How can this problem be solved? Mr Peshawaria has written this book to convince us that the answer lies in a shift from governance to steward leadership. Steward leaders have “the genuine desire and persistence to create a collective better future”. Their concern extends beyond their own employees and customers to society at large, the environment and future generations. They prioritise interdependence over self-interest, take a long-term view, have an ownership mentality, and display creative resilience when they are faced with challenges.

Mr Peshawaria adds, “They want to define their legacy not in terms of how much they acquired during their lifetime but in terms of stewardship—how much good they created and left behind.” If the author’s push for “a more inclusive and humane form of capitalism” seems too idealistic for your taste, hang on. He is not living in la-la land. He has thought this through.

He reminds us of the Pareto Principle, named after Italian economist Vilfredo Pareto, which is also called the 80/20 Rule. According to this principle, 80 per cent of effects or results depend on 20 per cent of causes or efforts. This implies that, if 20 per cent of the population chooses steward leadership that would be enough. To actualise this 20 per cent, we need a values-based revolution. After all, steward leaders do not want to create only economic value. They want to leave the world better than they found it. This mission is what drives them.
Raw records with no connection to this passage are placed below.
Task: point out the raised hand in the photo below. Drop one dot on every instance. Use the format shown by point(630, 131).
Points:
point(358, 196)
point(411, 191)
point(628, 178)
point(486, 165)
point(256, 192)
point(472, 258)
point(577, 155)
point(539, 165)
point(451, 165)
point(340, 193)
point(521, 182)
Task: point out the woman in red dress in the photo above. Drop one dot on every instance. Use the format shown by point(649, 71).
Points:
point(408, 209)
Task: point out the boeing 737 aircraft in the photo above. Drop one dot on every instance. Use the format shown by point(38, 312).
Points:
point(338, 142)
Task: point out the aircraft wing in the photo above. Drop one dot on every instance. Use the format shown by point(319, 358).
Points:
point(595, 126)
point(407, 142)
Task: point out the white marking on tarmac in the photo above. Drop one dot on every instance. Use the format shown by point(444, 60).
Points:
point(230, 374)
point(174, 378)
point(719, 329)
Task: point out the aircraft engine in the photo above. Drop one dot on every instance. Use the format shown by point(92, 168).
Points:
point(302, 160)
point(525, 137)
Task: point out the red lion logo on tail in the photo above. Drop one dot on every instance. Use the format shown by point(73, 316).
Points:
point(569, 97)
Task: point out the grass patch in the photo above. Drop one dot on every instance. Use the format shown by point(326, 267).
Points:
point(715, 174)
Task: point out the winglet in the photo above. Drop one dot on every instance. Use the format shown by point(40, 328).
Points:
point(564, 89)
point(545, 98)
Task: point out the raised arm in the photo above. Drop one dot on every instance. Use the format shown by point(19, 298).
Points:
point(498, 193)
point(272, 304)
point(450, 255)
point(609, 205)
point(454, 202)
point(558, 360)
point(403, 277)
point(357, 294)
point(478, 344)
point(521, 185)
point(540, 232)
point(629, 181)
The author is aware that feel-good ideas need to be grounded and implementable, so he offers real-life examples. Count Anton Wolfgang von Faber-Castell, the eighth-generation leader of the German family-owned business that is best known for its exquisite pencils, wanted to be an investment banker but his father’s death curtailed his career on Wall Street. Luckily, he discovered that running the family business was not as boring as he imagined it would be.
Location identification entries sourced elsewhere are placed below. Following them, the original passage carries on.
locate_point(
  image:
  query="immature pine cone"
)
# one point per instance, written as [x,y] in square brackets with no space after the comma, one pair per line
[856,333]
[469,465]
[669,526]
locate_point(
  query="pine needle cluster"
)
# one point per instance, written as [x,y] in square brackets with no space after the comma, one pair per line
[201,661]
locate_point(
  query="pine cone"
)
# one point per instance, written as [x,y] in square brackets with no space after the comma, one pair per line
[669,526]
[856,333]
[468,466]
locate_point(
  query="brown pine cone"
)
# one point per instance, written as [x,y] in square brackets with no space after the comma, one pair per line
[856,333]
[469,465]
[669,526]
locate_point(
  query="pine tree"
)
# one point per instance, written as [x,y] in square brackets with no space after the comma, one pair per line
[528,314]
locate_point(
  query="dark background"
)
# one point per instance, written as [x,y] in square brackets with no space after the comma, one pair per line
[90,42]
Instead of thinking only about the future of his descendants, he thought about the future of the planet. He started a sustainable forestry project in Brazil in the 1980s, which ensures the continued supply of wood for the company but also neutralises the company’s carbon footprint. The ten thousand hectares of pine forest absorb 900,000 tonnes of carbon dioxide.

“It takes 20 years for the pine trees to mature; reaping the fruits of success, if any, demanded patience and the long-term thinking that Anton said would have gotten him fired three times over on Wall Street,” Mr Peshawaria writes. Steward leadership requires courage and a high degree of intrinsic motivation because of the obstacles ahead. Why? “Creating economic value for shareholders the normal way is hard enough, but creating value by integrating the needs of stakeholders, society, future generations and the environment is much harder.”

Paul Polman, former CEO of Unilever, and John Mack, former CEO of Morgan Stanley, are two other examples cited in this book to drive home the point that steward leadership is neither anti-shareholder nor anti-profit even though it might be perceived as such when steward leaders make unconventional and unpopular decisions. When Mr Polman wanted to transform Unilever into a purpose-led organisation, he announced that the company would no longer provide quarterly earnings guidance to Wall Street. When regulators put pressure on Mr Mack to sell the firm to save the markets from collapse during the 2008 global financial crisis, he went against them. He felt responsible for saving the jobs of 40,000 employees.

In a nutshell, steward leadership rests on a strong moral compass. Mr Peshawaria argues that it can be developed. The reflective questions at the end of each chapter are meant to help readers with this inner work. Those who are inclined to write it off as woolly-headed would benefit from a tool that the author has developed to help management teams and boards assess the steward leadership culture in their organisations. While this book throws light on bad behaviour, it does so not with the purpose of shaming. It is geared towards improvement.